But there are enough little dalliances with humor and fantasy and the occasional charming lyrical turn or arrangement to place these guys within at least the past half-century musically. On “Ghost of the Wondering Minstrel Boy” for example, a dead lad’s spirit wanders from a Tudor manor to an Eskimo igloo in a fruitless search of someone who will trade him a spot at their warm fire in exchange for one of his tales. In the end he is seen passing through the vacuum of space past a couple of chess-playing astronauts in their ship who refuse him admittance as well. Weird stuff, delivered with soft acoustic guitar strumming and a bleating harmonica.

But much of the album is pretty much stock folk, including the staid “Gloucester City”, the mandolin- laden “Starlight”, and the lithe love ditty “Lisa’s Song”.

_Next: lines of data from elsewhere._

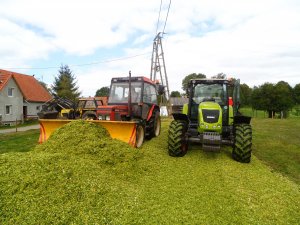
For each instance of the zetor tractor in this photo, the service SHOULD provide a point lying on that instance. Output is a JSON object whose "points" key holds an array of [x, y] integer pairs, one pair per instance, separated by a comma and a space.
{"points": [[211, 119], [134, 99]]}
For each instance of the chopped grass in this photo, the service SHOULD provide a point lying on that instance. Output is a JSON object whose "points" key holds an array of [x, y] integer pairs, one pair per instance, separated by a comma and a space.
{"points": [[63, 187], [277, 143], [19, 142]]}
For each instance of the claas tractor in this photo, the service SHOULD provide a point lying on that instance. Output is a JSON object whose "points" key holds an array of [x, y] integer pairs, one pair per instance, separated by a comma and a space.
{"points": [[212, 119], [131, 114]]}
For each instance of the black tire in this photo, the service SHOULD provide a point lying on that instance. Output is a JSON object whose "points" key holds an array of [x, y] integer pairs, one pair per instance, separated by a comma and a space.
{"points": [[177, 143], [89, 115], [242, 143], [140, 136]]}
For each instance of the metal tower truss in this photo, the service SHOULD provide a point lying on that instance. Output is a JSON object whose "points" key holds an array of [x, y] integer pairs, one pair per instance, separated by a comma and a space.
{"points": [[158, 68]]}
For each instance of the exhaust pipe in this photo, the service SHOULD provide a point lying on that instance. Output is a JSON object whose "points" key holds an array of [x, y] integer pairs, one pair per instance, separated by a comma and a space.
{"points": [[129, 96]]}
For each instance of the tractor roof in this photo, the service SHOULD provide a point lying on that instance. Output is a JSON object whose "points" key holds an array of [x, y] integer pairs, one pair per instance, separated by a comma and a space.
{"points": [[209, 81], [133, 79]]}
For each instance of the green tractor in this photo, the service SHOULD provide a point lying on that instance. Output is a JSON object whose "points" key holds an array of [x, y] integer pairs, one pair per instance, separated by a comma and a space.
{"points": [[211, 118]]}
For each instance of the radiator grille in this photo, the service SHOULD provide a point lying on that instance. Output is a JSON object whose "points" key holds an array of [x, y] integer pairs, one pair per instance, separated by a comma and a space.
{"points": [[210, 116]]}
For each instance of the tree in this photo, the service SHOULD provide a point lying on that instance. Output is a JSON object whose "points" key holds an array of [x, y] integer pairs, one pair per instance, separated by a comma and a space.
{"points": [[284, 98], [273, 98], [263, 98], [175, 94], [189, 77], [65, 84], [296, 93], [102, 92]]}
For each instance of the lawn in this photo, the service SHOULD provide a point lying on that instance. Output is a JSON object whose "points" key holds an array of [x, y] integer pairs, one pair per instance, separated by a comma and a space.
{"points": [[38, 187], [19, 142]]}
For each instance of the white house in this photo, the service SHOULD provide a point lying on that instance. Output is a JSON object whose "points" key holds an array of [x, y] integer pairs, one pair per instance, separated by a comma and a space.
{"points": [[21, 97]]}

Most of the songs here are a scant two or three minutes, pretty much in keeping with most traditional folk music of the period. The band does manage one extended track, the eight-minute “Caravan” that features lengthy dulcimer, mandolin and glockenspiel passages and more of Sir Wood’s spoken-word baritone in the vein of Richard Burton on Jeff Wayne’s ‘War of the Worlds’ but a bit less dramatic. This is the song that gives the album its title, coming from a passage of the now aged lad in this tale of world travels who looks back from whence he came at the end of a lifelong journey. A bit corny today, but solid stuff nearly forty years ago.

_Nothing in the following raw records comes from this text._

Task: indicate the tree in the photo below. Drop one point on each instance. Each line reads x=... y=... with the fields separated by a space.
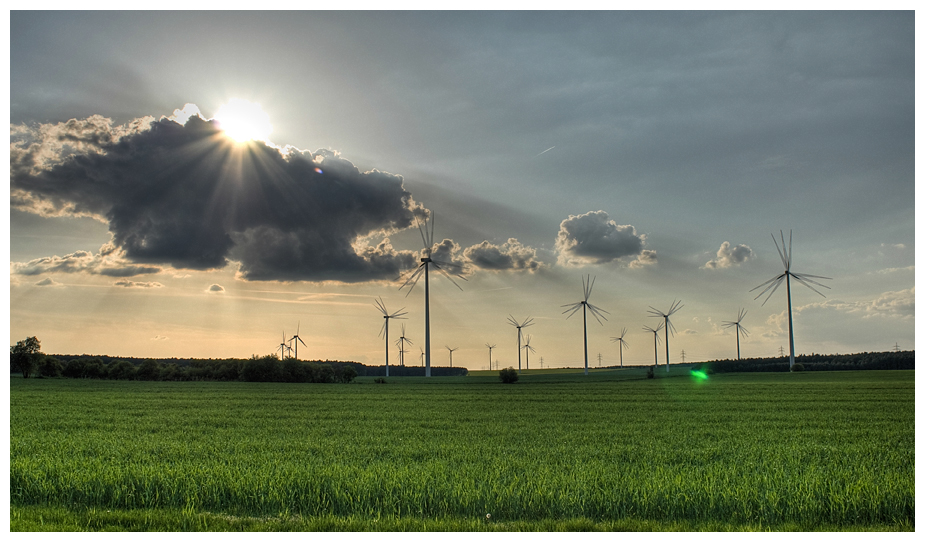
x=25 y=355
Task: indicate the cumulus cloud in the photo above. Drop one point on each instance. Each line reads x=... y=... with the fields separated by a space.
x=133 y=284
x=109 y=261
x=593 y=238
x=730 y=256
x=184 y=195
x=512 y=255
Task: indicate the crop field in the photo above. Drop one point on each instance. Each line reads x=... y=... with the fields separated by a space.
x=554 y=451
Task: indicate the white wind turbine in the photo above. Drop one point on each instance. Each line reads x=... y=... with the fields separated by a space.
x=519 y=326
x=283 y=347
x=739 y=328
x=426 y=261
x=527 y=348
x=802 y=278
x=622 y=344
x=655 y=333
x=451 y=354
x=295 y=338
x=654 y=313
x=401 y=345
x=385 y=327
x=587 y=284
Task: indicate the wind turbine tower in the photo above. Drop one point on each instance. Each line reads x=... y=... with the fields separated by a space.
x=654 y=332
x=385 y=327
x=738 y=325
x=587 y=284
x=426 y=261
x=774 y=283
x=519 y=326
x=622 y=344
x=675 y=307
x=490 y=348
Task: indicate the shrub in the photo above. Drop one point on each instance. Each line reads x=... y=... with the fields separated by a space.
x=508 y=376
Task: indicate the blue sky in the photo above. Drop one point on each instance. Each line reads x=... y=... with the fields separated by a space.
x=655 y=151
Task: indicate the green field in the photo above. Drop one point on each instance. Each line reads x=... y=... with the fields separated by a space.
x=555 y=451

I don’t know that this is much of a progressive album strictly speaking, but the band would do better on some of their subsequent recordings. This one is underdeveloped and not particularly ambitious, but then again it comes from a time when everything pretty much fit that description so accommodations have to be made for the period in which it was recorded I suppose. And extra kudos for the excellent album artwork and tastefully arranged liner notes. You don’t see that kind of attention paid to album art these days thanks to digital wizardry which can render something like this in minutes as opposed to the likely days or even weeks that were spent in creating it by hand so many years ago.

This is a solid three star album, not four but one that will likely appeal to many prog folk fans as well as those who just enjoy British folk music in general. Recommended if that describes you.